Część mieszkańców sprzeciwia się betonowaniu koryta potoku Młyniska w Zakopanem. Według nich taka regulacja cieku całkowicie zakłóci jego górski charakter.
Zarząd Wód Polskich zapewnia, że wszystkie projekty opracowali specjaliści, a do niezbędnych prac remontowych, których koszt wyniesie 13,7 mln, zostali nakłonieni przez samych zakopiańczyków, którzy sąsiadują z niebezpiecznymi w trakcie ulew Młyniskami.Jednak według Krzysztofa Siutego z Zakopanego, prowadzone obecnie prace - niecały kilometr od wypłynięcia z Tatrzańskiego Parku Narodowego - zniszczą doszczętnie życie w potoku Młyniska. - Betonują go jak kanał ściekowy –twierdzi Krzysztof Siuty, który z zawodu jest inżynierem środowiska. - Skoro zaczęło się regulować naturalny piękny potok, przebudowując go w betonową prostokątną rynnę, po to chyba tylko, żeby woda płynęła w miarę normatywnie, a nie tak jak natura chciała, to może góry też podregulujemy. Są przecież takie poszarpane, nieregularne, można powiedzieć nieestetyczne.Według Siutego, Zarząd Wód Polskich mógłby się jeszcze wycofać ze swojej decyzji, póki to początek robót. Zmierzają one bowiem - według niego - do absurdu.
Jak mówi zakopiańczyk, w miejscu gdzie zrobiono zdjęcia, pływały 25 lat temu pstrągi o dł. 40 cm. - Ostatnio takich wielkich nie było i już nie takie ilości. Cały czas pływały tam jeszcze dzikie kaczki – wspomina Siuty.
Warto przypomnieć, że regulacji potoku domagali się zwłaszcza mieszkańcy, którym dał on się we znaki w ubiegłych latach podczas wezbrań, po intensywnych opadach deszczu. Zakopiańczycy wraz z władzami miasta, domagali się od Regionalnego Zarządu Gospodarki Wodnej remontu koryta. Po wielu latach starań rozpoczęły się prace.

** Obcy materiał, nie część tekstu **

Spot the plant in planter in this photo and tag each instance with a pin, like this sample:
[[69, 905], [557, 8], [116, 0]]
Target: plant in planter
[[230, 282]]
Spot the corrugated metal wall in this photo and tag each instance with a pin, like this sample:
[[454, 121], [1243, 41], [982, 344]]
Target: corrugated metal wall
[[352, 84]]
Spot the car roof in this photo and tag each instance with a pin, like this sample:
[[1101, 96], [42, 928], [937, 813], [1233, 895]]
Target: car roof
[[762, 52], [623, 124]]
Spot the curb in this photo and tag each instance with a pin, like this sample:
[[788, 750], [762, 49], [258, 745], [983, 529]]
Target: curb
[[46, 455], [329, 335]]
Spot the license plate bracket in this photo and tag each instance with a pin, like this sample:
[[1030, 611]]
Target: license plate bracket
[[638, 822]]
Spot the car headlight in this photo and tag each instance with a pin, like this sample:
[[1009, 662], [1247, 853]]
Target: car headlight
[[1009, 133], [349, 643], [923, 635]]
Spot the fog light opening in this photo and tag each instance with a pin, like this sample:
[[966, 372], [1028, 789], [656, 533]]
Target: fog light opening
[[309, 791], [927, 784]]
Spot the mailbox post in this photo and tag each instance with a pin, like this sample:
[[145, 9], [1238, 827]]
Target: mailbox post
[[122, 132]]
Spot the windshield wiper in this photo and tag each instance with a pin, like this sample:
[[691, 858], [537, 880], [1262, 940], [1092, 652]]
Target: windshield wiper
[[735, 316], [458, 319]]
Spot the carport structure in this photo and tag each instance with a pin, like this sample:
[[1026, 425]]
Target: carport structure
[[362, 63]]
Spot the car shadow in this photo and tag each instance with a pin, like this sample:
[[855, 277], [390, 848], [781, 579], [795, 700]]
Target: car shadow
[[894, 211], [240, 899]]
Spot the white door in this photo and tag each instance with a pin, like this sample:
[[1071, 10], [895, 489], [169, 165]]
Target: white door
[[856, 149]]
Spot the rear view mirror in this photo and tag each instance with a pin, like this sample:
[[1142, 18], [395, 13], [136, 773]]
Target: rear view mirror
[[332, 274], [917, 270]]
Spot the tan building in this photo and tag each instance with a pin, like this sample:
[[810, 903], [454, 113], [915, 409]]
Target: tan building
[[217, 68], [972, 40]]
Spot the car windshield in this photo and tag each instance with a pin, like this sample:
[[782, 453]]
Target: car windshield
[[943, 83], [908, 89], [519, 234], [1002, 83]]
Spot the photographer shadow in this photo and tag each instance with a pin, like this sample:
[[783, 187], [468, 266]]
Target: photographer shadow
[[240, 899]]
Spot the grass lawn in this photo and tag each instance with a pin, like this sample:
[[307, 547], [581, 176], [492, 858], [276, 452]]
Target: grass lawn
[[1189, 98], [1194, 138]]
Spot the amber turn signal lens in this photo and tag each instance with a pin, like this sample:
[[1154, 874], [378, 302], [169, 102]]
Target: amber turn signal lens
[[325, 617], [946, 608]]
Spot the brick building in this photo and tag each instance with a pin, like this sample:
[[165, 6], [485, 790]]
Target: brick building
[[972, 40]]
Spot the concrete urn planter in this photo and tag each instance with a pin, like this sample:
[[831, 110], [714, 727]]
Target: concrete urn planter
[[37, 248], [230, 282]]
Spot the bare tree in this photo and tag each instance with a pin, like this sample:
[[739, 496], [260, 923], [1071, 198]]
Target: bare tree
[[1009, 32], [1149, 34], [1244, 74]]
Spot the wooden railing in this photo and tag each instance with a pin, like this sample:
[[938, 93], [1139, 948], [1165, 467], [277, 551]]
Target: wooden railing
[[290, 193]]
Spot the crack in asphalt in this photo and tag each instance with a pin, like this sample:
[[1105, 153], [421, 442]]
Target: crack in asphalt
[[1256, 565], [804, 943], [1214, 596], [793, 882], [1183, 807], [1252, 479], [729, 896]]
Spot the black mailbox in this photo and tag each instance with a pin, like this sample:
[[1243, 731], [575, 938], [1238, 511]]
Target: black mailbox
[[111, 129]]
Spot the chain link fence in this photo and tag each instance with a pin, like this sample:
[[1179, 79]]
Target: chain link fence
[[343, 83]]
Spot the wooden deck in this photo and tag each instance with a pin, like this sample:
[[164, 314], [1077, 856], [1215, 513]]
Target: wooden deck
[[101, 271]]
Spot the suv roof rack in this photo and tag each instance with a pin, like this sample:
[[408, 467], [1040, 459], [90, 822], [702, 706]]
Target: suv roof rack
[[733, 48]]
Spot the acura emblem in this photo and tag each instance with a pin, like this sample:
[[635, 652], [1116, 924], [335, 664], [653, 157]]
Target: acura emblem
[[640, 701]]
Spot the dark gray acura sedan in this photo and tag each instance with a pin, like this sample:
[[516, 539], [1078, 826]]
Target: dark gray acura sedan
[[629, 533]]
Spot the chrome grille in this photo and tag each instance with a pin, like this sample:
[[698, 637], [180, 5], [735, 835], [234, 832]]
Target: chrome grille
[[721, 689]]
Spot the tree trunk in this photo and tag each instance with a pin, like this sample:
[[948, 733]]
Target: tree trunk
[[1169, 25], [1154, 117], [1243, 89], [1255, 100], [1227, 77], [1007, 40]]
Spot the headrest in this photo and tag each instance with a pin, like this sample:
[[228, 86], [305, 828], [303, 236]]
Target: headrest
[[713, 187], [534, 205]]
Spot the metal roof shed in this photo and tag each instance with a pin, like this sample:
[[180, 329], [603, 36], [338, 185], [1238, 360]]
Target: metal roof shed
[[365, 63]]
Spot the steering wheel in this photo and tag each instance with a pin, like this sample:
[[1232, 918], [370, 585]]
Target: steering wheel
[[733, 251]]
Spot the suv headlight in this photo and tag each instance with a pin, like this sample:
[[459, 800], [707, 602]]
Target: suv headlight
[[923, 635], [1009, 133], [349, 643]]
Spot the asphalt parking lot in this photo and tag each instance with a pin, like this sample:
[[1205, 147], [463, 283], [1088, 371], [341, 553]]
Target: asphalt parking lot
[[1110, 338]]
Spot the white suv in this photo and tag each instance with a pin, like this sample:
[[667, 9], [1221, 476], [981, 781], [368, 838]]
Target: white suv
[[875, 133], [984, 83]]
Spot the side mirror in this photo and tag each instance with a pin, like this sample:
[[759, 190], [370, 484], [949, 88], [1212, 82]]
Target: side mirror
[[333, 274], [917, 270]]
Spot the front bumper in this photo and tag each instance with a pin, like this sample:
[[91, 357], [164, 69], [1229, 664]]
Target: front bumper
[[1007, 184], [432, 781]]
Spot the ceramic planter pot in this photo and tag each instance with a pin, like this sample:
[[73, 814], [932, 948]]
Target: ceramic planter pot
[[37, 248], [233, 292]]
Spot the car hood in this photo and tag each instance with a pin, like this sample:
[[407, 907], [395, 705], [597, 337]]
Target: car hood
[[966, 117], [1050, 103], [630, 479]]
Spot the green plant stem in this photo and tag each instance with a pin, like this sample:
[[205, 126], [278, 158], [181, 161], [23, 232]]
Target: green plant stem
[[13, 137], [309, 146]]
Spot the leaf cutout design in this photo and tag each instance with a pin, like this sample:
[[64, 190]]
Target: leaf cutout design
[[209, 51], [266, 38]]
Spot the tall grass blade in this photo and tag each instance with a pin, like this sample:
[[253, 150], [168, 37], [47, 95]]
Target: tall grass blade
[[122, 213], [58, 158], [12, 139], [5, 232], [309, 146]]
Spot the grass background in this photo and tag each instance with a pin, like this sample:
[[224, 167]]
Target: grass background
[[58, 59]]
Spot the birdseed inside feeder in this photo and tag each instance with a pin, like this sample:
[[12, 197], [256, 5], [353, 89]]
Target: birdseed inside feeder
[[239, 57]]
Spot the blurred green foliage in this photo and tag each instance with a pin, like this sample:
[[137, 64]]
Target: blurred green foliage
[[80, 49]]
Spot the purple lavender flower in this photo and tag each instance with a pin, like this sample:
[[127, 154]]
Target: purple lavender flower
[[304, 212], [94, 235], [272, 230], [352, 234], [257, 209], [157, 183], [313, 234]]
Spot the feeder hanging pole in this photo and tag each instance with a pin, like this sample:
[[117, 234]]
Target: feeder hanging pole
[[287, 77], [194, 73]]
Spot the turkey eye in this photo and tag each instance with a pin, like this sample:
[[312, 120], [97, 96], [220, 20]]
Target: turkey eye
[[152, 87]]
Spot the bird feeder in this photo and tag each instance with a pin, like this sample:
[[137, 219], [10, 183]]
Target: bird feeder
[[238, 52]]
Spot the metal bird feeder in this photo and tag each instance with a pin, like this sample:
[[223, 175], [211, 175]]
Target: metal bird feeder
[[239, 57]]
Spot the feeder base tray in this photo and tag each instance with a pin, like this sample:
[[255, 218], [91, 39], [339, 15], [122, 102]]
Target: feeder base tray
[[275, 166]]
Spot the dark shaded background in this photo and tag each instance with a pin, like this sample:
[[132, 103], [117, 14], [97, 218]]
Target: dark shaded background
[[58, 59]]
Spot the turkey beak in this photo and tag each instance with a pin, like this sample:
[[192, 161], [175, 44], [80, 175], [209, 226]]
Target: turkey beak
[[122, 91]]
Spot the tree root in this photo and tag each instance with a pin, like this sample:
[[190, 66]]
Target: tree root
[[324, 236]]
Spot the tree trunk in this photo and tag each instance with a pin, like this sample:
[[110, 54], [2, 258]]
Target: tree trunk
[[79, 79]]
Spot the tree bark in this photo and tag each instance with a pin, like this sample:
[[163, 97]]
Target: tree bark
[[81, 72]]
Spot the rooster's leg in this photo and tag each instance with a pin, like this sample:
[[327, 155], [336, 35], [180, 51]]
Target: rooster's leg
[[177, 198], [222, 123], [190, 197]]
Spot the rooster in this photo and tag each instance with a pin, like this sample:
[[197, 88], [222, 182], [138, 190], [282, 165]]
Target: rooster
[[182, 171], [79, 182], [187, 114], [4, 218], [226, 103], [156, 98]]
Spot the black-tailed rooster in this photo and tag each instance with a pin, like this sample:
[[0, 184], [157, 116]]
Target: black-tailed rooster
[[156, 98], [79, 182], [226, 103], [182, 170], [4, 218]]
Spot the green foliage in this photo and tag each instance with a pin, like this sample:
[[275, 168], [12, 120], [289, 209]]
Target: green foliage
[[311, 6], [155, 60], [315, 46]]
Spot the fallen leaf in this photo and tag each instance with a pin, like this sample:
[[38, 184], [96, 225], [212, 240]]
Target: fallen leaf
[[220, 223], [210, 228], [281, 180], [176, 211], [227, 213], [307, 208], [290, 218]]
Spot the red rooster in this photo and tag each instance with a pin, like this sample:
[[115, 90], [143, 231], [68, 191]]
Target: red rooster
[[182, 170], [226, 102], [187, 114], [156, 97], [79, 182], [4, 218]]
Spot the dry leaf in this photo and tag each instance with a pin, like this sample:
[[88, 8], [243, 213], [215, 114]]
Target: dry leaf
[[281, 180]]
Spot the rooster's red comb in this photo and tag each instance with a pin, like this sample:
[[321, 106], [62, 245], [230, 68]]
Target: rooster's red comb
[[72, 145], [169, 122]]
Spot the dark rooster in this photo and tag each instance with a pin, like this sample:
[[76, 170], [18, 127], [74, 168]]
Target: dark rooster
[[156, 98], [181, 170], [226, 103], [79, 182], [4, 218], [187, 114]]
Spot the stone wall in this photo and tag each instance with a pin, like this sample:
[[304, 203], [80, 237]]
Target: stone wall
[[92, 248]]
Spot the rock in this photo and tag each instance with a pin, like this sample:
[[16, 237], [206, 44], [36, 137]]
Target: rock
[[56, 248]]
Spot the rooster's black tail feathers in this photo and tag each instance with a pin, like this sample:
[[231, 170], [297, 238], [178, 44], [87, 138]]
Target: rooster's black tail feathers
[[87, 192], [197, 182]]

Magdalena Gala, rzecznik prasowy krakowskiego oddziału Państwowego Gospodarstwa Wodnego Wody Polskie przypomina, że Młyniska jest potokiem zabudowanym starymi murami, wykonami w części przez samych mieszkańców. Są one jednak w bardzo złym stanie technicznym, zagrażają bezpieczeństwu i wymagają pilnych prac naprawczych.
- Obecne prace będą prowadzone na odcinku jednego kilometra, od ujścia do Cichej Wody do ok. 100 m powyżej mostu w ciągu ul. Władysława Orkana – informuje Gala. - Potok Młyniska przepływa przez ścisłe centrum Zakopanego, a na całej jego długości zlokalizowane są liczne zabudowania mieszkalne. Duży spadek potoku i wynikające z niego duże prędkości wody sprawiają, że mury są podmyte i wymagają zabezpieczenia.
Roboty obejmują również przebudowę istniejącej zapory przeciw-rumowiskowej i polegają między innymi na zmniejszeniu spadu potoku, co spowoduje swobodny spływ wód płynących, a to jest niezwykle istotne dla ochrony przed powodzią tych terenów.
Wykonane roboty zabezpieczą mieszkańców i infrastrukturę gminną przed osunięciami się domów i dróg do koryta potoku.